Auto-fallback guard. A systemd-timed watchdog polls /demo/metrics every 60 s. If cross_shard_dropped > 0, frozen = true, or (assigned − committed − in_flight) > 0 at any tick, it forces SUBTICK_DEMO_POOL_SIZE=1 and restarts the service before the issue can compound. With pool=4 already at the safe baseline, the signal is logged without action. Restart cooldown: 5 minutes.

What's next (not in this batch)

Browser-side signing (per-visitor ephemeral keypairs, server in relay-only mode) is the next architectural step.
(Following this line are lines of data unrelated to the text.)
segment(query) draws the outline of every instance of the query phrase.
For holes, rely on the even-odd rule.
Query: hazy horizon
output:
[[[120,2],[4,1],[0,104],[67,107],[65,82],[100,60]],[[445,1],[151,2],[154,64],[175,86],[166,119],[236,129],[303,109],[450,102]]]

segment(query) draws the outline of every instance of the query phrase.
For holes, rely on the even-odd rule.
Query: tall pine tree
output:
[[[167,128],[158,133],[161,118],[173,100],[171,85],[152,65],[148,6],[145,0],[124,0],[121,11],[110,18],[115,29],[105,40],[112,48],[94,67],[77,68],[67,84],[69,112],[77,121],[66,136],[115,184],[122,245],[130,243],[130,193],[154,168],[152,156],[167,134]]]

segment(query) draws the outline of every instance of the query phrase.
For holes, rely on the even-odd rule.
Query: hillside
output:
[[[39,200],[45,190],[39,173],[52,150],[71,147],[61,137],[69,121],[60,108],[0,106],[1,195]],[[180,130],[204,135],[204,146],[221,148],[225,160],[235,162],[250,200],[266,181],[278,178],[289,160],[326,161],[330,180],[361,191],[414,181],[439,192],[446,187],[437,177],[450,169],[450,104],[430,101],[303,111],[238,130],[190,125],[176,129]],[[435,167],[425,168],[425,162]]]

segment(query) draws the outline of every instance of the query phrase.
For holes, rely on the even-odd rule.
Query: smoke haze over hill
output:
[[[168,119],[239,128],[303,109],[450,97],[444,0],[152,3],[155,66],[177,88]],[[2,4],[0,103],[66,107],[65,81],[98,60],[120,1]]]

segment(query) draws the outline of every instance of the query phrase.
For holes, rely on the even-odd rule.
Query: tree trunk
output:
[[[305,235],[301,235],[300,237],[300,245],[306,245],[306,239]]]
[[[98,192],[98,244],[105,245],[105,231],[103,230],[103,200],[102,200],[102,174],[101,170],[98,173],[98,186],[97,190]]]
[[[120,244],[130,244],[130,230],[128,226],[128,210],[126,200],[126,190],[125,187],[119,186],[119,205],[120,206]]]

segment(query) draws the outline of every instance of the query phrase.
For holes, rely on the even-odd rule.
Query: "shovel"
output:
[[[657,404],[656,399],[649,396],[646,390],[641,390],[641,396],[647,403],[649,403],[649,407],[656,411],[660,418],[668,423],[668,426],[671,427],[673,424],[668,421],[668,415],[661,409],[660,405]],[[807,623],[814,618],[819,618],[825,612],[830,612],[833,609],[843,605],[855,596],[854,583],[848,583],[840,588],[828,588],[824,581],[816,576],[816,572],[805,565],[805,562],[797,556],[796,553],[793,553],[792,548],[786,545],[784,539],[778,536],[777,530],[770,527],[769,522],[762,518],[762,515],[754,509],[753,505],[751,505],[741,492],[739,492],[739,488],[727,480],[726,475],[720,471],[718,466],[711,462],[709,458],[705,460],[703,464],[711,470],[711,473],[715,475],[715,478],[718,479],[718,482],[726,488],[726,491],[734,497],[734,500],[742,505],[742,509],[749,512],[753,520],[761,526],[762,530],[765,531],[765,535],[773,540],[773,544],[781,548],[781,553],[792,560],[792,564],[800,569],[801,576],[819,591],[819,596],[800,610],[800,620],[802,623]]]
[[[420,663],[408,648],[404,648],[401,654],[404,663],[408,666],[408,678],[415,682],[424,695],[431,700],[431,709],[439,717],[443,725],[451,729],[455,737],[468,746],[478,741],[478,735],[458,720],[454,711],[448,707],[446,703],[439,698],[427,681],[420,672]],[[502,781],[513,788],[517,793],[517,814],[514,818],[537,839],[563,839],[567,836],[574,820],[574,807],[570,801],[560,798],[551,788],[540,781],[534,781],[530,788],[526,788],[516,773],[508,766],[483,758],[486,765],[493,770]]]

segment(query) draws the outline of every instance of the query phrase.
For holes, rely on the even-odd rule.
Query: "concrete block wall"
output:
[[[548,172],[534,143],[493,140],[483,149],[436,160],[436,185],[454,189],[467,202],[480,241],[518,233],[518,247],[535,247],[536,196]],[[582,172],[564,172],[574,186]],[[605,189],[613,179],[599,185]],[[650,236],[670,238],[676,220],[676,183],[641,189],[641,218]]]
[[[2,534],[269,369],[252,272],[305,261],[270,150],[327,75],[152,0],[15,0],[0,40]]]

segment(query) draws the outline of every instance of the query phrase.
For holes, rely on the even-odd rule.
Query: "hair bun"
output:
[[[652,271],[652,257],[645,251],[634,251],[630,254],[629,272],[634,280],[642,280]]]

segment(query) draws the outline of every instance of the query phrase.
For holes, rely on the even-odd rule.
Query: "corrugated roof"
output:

The wallet abstraction that sits behind the pool today — SessionWallet — is already the unit that swaps out: the handlers, the gate logic, and the correctness invariants do not change when the backend goes from "pre-funded shared pool" to "per-session ephemeral keypair".

7 · Why this matters for builders

If you're integrating Subtick — or building anything that talks to a real-time chain over HTTP — a wallet that diverges silently is indistinguishable from a working one until your customer screenshots a frozen UI. The bug we hit and fixed here is generic to any "server-managed nonce" pattern: token-bucket pacers, payment retry loops, atomic counter wallets. The protocol above (chain truth · contiguous window · circuit-breaker freeze · event-driven detection) ports to all of them.

Source for the demo wallet — including the failure injection, the recovery test, and the bench harness — is in the public repo under subtick/src/api/mod.rs and web/_bench.mjs.